I have literally no idea what you're arguing against, or where you came up with any of your arguments. I did not mention people not reading, nor people not reading varied things, nor compensation, nor self publishing.
So confrontational, geez.
The context of my statement was simply that I enjoy the physical nature of books. I was simply trying to express that if they were gone, or harder to come by than their digital brethren, I would be a little saddened.
Hard-copies endure. Digital, not so much. Checkout Jordan Mechner's recent archaeological expedition to retrieve some source code of his from 25 years ago (Prince of Persia). It was nearly lost, and that is only 25 years!
Atlanta is enjoying an exhibit ("Passages") of a very large collection of very rare Bibles. From fragments of early/original texts (ex.: Dead Sea Scrolls) to definitive works (first-run King James Bible) to remarkable renditions (illuminated works) to unusual associations (mother-of-pearl encrusted cover Bible given by (!) Yassir Arafat) to notable errors (Wicked Bible, named for the single typo "Thou shalt commit adultery"), the soon-ending exhibition is for this thread a testimony of the importance of physical copies.
Per that last example, consider that the "Nooked" War and Peace could be considered a "great typo" someday sought after by collectors - except that, being ephemera, the digital copy will either be lost or copies unverifiable due to ease of replication.
I certainly appreciate the benefits of e-books. At the same time, physical presence carries a lot of meaning beyond just content. Alas for those notable books lost in a sea of bits...
Source code is intentionally kept secret and is different from the widely-distributed version.
The book-equivalent of source code is the collection of discarded drafts and working notes of the author. These, too, are often lost, but that has little to do with whether they are digital or not.

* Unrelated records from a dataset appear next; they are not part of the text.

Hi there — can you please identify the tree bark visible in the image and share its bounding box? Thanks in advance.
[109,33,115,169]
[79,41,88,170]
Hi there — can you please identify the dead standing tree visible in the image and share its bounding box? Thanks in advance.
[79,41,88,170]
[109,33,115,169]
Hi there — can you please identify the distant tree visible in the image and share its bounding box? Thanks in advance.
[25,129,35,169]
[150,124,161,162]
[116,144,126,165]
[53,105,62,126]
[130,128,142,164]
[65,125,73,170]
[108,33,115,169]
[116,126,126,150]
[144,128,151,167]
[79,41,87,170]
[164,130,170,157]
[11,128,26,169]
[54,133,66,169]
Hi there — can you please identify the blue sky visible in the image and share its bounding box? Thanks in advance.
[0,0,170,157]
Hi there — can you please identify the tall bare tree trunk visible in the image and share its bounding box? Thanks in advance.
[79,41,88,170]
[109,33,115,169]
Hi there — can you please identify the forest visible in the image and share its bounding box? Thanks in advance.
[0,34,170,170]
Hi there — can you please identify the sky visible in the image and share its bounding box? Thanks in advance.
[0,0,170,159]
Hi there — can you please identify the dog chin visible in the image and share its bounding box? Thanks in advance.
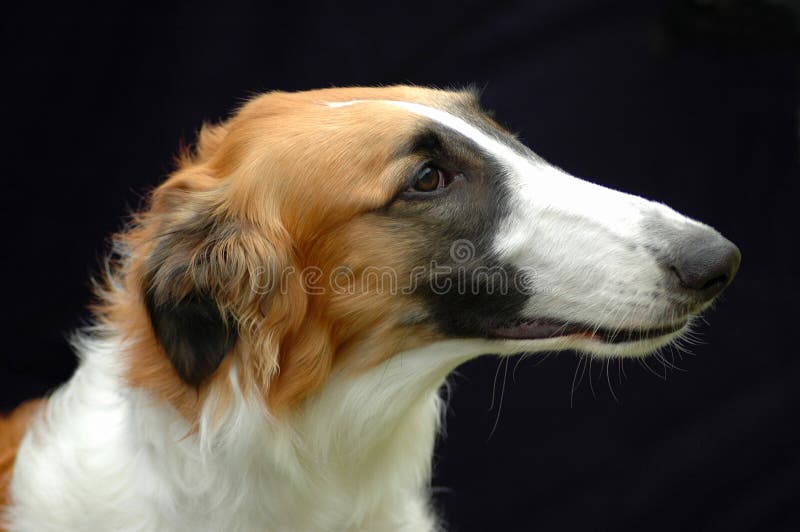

It's expensive to properly store and maintain physical copies of things like books. I understand that archivists have some trepidation replacing a known system of storing physical books with a relatively unfamiliar and untested system of storing digital goods. But the bugs are already being worked out; if you want to make sure something lasts, make it digital and make sure lots of others can get to it.
Isn't this the sort of thing digital signatures are for?
Author can sign the text of the book, and publishers can sign the container. I don't know how future-proof this is (and it obviously isn't going to work for something like War and Peace), but it's something that can be done today.
Most likely the author or conversion service took the Kindle edition, ran a search and replace for 'Kindle' and there you have it.